Would you trade Carl Nielsen's violin concerto for one more by Beethoven?


----------



## ptr

Stavrogin said:


> Would you trade Carl Nielsen's violin concerto for one more by Beethoven?


Under no circumstances!

Would You trade Karajan's 1970's Beethoven Symphony Cycle for a complete studio one by Erich Kleiber and Amsterdamtje ConcertgebouwOrkest recorded by Decca in 1954-5?

/ptr


----------



## DiesIraeCX

ptr said:


> Under no circumstances!
> 
> Would You trade Karajan's 1970's Beethoven Symphony Cycle for a complete studio one by Erich Kleiber and Amsterdamtje ConcertgebouwOrkest recorded by Decca in 1954-5?
> 
> /ptr


Granted the sound quality was satisfactory in the E. Kleiber cycle, I would because I'm already content with Karajan's 1960s Beethoven cycle.

Would you trade Mendelssohn's Violin Concerto for a completion of Mahler's 10th by Mahler himself?


----------



## hpowders

ptr said:


> Under no circumstances!
> 
> Would You trade Karajan's 1970's Beethoven Symphony Cycle for a complete studio one by Erich Kleiber and Amsterdamtje ConcertgebouwOrkest recorded by Decca in 1954-5?
> 
> /ptr


Yes, I would. Would you trade the Beethoven Triple Concerto with Parnas, R. Serkin and Laredo for a newly discovered performance of it featuring the Rubinstein, Heifetz, Piatagorsky trio?


----------



## scratchgolf

DiesIraeVIX said:


> Granted the sound quality was satisfactory in the E. Kleiber cycle, I would because I'm already content with Karajan's 1960s Beethoven cycle.
> 
> Would you trade Mendelssohn's Violin Concerto for a completion of Mahler's 10th by Mahler himself?


No no no. It's one of my essential pieces. I'm seeing it Saturday in Albany with Beethoven's 6th. Two pieces I'd never trade in one concert. Perfect.


----------



## MoonlightSonata

scratchgolf said:


> No no no. It's one of my essential pieces. I'm seeing it Saturday in Albany with Beethoven's 6th. Two pieces I'd never trade in one concert. Perfect.

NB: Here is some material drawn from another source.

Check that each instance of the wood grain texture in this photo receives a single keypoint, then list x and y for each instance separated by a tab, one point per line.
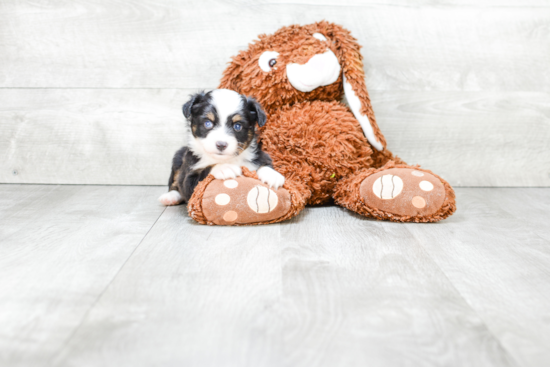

Since you provided no question, I will: Would you trade Paganini's 24 Caprices for a set of Liszt variations on the last?


----------



## scratchgolf

MoonlightSonata said:


> Since you provided no question, I will: Would you trade Paganini's 24 Caprices for a set of Liszt variations on the last?


Sorry. I was giving courtesy to a previous poster who's question had not yet been answered. A courtesy that same poster has never extended to me. As for yours, no. I'm not a huge fan of most variations. Some but not most.

Would you trade Mozart's entire symphonic output for 10 new Mozart operas?


----------



## hpowders

MoonlightSonata said:


> Since you provided no question, I will: Would you trade Paganini's 24 Caprices for a set of Liszt variations on the last?


No! Love the Paganini Caprices as long as I get to listen to them and don't have to play them.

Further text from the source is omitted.